Altı adet çok taraflı toplantıya katıldım. 23 Eylül tarihinde de bildiğiniz gibi BM Genel Kurulu'nda Türkiye'nin görüşlerini ihtiva eden bir konuşma yaptım. Bu konuşmada hem siyasi olayları, hem de insanlığı ilgilendiren bir çok konuya değindim. 2009-2010 yılında Türkiye'nin BM Güvenlik Konseyi'ne olan adaylığını bir kez daha teyit ettim ve bu konuda destek istedim.”
“TÜRKİYE'NİN ÖNEMİ ARTTI”
“Bizim bu kadar ikili görüşme yapmamız bile Türkiye'nin bütün dünyada ne kadar ilgi odağı olduğunu gösterir,” diyen Bakan Gül, şöyle konuştu:
“Bu görüşmelerden bir kısmını biz talep ettik, daha büyük kısmını ise karşı taraf bizden talep etti. Dolayısıyla Türkiye'nin giderek konumu önem arz ediyor. Herkes Türkiye'nin ne dediğine çok daha fazla dikkat ediyor. Türkiye gerek son yıllarda gerçekleştirdiği reformlarla, gerek ekonomik gelişmeleriyle çok dikkati çeken bir ülke haline geldi. Annan da görüşmemizde hemen bundan dolayı bizi tebrik etti. Hemen hemen bütün ülkeler de temaslarımızda Türkiye'deki bu olumlu gelişmeleri nasıl memnuniyetle takip ettiklerini söylediler. Bunlar bizim için memnuniyet verici.”

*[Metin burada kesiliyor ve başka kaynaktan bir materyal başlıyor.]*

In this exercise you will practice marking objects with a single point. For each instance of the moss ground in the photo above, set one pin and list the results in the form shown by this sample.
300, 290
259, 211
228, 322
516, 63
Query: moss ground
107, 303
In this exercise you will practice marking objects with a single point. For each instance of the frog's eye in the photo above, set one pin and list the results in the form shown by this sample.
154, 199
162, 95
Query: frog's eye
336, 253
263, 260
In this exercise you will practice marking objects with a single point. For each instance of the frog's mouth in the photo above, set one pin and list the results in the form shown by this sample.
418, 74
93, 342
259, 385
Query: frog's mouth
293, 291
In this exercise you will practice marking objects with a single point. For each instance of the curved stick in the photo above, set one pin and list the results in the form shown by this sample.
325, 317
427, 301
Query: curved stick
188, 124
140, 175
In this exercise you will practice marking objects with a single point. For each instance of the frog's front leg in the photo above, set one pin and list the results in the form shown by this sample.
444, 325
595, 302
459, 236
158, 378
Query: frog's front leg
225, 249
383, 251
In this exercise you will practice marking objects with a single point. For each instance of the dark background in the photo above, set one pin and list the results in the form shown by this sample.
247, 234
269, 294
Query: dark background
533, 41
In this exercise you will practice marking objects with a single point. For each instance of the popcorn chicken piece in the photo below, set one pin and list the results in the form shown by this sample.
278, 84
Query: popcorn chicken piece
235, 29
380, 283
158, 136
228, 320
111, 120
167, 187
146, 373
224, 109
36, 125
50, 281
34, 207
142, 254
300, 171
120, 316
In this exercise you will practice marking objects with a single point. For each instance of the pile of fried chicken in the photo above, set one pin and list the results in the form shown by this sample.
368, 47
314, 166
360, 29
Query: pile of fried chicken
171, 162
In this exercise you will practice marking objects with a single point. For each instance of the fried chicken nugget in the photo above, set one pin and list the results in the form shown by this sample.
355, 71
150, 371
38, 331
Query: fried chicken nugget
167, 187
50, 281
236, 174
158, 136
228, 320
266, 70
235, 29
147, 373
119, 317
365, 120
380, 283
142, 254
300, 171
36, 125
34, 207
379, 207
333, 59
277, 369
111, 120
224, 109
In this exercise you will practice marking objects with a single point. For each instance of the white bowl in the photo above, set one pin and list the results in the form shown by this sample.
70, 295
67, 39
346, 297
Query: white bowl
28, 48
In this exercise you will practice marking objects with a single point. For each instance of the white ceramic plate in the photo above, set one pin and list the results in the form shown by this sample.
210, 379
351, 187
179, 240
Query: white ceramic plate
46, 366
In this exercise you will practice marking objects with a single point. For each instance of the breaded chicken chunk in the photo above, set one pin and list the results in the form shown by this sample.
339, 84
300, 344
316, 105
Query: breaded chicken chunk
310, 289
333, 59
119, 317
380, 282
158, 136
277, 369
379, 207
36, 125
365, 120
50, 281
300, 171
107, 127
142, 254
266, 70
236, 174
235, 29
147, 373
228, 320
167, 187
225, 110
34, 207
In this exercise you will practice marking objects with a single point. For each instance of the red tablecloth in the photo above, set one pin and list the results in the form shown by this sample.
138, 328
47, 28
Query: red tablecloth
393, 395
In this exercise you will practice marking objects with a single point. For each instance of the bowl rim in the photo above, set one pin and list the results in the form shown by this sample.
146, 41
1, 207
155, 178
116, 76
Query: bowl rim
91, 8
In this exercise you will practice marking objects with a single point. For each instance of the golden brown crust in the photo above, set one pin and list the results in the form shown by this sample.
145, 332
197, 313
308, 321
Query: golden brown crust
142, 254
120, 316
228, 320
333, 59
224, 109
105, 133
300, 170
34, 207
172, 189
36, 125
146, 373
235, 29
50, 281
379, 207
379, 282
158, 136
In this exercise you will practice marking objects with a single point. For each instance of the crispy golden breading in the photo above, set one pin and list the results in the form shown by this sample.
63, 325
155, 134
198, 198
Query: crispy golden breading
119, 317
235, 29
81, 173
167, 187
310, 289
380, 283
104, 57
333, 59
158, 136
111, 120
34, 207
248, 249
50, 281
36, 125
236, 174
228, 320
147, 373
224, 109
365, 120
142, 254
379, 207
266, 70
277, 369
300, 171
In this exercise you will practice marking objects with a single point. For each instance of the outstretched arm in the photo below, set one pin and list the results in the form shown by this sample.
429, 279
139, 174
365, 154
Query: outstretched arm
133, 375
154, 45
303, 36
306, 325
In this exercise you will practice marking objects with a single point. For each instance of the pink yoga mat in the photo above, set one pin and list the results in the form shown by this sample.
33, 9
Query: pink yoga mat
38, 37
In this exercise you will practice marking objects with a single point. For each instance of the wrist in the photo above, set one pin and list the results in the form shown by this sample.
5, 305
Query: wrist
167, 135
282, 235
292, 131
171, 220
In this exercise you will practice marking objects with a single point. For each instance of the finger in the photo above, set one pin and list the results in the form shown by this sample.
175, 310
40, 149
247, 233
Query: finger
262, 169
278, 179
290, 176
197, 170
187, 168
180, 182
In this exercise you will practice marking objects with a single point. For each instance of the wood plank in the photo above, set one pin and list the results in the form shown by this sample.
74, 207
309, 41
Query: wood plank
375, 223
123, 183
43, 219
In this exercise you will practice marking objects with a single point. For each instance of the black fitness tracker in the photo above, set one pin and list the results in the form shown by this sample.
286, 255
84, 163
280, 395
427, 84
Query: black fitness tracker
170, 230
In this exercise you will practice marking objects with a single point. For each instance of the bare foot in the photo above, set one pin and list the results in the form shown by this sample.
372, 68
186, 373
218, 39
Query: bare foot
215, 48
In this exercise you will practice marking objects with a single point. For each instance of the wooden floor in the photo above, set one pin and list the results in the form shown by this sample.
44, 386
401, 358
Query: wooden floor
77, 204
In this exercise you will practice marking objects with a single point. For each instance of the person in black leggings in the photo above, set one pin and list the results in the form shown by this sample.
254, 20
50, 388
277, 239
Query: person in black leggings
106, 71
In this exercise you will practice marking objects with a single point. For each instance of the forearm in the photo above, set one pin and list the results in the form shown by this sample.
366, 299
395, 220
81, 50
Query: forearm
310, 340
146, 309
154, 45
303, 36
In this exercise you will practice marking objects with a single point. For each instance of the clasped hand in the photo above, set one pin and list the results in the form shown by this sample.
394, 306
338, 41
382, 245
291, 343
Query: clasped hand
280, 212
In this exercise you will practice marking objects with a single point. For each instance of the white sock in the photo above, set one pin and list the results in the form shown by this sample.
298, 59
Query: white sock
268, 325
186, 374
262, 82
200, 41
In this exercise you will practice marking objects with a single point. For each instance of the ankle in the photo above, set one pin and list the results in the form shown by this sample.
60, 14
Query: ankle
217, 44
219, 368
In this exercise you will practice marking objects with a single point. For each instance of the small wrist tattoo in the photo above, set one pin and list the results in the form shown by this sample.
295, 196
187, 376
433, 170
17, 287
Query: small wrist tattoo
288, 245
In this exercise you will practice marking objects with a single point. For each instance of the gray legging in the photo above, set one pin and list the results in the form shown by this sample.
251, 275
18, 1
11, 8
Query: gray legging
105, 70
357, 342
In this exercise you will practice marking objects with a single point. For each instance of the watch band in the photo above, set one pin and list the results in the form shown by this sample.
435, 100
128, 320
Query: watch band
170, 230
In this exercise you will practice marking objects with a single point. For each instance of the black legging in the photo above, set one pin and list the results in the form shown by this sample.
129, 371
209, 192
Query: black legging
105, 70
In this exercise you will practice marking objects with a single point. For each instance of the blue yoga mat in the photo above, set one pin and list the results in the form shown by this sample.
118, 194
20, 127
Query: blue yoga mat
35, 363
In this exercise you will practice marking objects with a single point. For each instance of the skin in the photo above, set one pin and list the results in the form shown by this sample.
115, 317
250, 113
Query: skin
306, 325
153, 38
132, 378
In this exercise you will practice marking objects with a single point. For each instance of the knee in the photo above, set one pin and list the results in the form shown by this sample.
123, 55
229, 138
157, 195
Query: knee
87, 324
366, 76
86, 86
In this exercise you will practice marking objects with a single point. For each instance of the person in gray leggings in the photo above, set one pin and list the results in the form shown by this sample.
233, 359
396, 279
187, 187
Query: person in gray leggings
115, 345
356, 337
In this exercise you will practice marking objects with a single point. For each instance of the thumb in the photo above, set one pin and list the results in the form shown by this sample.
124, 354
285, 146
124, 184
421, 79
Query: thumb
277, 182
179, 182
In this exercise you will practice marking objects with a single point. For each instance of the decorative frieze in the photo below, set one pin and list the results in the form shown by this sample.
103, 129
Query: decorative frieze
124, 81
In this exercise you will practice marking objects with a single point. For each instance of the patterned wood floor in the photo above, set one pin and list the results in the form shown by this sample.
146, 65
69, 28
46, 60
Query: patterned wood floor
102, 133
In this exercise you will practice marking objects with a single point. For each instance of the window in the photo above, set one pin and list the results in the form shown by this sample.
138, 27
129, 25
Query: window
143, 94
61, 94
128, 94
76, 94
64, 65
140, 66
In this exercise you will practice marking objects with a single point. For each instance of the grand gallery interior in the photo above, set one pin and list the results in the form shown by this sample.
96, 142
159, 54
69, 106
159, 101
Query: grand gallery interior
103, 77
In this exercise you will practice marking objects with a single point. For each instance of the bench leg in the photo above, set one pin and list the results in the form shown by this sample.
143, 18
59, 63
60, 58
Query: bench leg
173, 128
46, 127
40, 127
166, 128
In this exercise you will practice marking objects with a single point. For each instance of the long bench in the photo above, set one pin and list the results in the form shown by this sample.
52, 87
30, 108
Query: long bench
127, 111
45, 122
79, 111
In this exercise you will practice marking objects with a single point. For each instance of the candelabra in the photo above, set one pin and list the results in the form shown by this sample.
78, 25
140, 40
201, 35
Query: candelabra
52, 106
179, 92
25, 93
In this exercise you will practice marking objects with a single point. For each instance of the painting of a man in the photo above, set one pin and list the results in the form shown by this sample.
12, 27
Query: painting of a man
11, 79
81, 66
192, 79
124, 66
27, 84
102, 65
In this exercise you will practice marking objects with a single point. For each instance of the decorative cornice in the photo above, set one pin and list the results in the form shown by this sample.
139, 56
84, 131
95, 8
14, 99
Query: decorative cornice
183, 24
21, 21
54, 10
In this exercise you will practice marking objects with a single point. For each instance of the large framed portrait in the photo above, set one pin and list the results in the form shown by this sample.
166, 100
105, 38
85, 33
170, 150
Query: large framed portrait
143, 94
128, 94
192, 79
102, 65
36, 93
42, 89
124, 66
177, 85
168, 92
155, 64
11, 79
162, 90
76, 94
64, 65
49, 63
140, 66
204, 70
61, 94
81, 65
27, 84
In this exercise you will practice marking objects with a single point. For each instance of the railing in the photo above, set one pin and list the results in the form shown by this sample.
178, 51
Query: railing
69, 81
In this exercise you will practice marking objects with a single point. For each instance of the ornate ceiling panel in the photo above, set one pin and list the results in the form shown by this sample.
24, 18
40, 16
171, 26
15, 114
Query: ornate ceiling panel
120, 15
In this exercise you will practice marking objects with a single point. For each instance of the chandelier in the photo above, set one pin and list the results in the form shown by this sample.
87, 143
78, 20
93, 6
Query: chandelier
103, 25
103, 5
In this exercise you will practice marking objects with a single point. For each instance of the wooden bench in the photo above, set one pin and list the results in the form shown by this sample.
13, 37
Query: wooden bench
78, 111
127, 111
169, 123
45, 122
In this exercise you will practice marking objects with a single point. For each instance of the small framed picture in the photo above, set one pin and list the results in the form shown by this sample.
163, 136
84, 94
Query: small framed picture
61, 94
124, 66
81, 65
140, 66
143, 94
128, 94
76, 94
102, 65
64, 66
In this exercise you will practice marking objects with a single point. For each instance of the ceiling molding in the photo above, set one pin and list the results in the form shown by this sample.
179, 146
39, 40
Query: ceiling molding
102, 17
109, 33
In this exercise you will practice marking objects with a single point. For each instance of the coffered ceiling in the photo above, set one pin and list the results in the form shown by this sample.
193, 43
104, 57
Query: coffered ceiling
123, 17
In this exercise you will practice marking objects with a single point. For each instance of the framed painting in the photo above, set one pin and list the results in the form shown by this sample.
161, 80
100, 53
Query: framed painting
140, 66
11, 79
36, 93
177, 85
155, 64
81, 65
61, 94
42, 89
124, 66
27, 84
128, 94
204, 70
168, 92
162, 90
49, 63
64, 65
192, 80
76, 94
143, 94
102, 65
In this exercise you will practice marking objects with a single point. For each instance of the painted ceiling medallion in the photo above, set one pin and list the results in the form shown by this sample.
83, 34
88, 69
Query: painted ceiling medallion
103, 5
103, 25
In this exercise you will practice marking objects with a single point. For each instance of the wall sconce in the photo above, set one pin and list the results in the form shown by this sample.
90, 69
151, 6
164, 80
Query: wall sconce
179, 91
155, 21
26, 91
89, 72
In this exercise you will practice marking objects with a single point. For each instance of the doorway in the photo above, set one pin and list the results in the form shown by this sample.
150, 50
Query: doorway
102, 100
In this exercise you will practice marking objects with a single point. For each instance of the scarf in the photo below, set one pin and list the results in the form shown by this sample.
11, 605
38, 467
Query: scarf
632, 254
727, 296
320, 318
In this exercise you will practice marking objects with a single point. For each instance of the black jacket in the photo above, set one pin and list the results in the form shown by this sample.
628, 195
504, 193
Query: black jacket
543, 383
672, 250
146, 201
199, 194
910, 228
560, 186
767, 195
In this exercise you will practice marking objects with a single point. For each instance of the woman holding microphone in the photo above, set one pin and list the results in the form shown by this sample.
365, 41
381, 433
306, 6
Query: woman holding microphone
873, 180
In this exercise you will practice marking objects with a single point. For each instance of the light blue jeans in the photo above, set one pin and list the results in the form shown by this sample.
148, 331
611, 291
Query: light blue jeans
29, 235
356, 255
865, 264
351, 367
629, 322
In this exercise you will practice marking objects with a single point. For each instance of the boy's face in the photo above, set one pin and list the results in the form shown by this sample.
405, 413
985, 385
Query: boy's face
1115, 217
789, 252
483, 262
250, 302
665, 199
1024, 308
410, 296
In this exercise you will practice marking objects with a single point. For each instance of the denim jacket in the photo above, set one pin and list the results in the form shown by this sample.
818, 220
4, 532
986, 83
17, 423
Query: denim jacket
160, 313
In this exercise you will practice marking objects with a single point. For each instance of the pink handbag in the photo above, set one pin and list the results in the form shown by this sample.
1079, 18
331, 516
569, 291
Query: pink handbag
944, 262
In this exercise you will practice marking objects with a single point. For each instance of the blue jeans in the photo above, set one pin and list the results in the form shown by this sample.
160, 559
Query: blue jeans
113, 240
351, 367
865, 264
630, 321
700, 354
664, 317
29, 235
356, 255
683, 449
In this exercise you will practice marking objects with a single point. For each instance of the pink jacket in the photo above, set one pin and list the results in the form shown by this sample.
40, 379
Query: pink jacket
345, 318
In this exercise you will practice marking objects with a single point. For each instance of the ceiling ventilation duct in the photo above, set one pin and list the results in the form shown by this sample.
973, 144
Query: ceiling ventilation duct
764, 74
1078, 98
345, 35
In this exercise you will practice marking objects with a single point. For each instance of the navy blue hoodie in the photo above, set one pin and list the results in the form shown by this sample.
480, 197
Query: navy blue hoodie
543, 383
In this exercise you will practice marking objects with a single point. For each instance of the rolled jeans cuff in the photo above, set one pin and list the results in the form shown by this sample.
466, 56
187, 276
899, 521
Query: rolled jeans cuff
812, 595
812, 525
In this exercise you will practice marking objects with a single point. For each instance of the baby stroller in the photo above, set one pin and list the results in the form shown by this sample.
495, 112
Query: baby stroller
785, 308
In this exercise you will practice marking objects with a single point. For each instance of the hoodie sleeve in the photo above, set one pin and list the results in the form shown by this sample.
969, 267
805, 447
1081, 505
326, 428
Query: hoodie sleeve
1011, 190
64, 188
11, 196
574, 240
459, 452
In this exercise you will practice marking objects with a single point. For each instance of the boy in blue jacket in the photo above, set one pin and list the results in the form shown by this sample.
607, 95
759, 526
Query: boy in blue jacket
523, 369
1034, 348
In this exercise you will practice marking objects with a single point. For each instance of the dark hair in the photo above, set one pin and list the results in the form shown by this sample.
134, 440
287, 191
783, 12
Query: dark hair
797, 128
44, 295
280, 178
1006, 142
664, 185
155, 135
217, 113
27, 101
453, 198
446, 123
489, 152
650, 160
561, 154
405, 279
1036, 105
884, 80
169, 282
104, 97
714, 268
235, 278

Temasları çerçevesinde Annan ile de görüştüğünü hatırlatan Gül, ”Bu görüşmede Irak ve Kıbrıs konularını konuştuk. Genel Sekreter'den hazırladığı raporu takip etmesini, referanduma evet diyen Türklerin haklarının sağlanması ile ilgili olarak ısrarcı davranması talebinde bulundum” dedi.
“KIBRIS RAPORU RAFTA KALMAMALI”
Bir soru üzerine Gül, şunları söyledi:
“KKTC ile ilişkilerin artırılması yönünde herhangi bir hukuki engel bulunmuyor. BM Genel Sekreteri de raporunda bütün BM üyesi ülkeleri Kıbrıs Türkleri ile ekonomik ilişkiye girmeye davet etti ve çağrı yaptı. Kendisinden bu çağrıyı tekrarlamasını istedim. Dolayısıyla herhangi bir hukuki engel yok. Üye ülkeler çalıştıklarını söylüyorlar. Biz de takip ediyoruz. Çok az da olsa bazı olumlu gelişmeler var, ama bunlar henüz tatmin edici noktaya gelmedi.”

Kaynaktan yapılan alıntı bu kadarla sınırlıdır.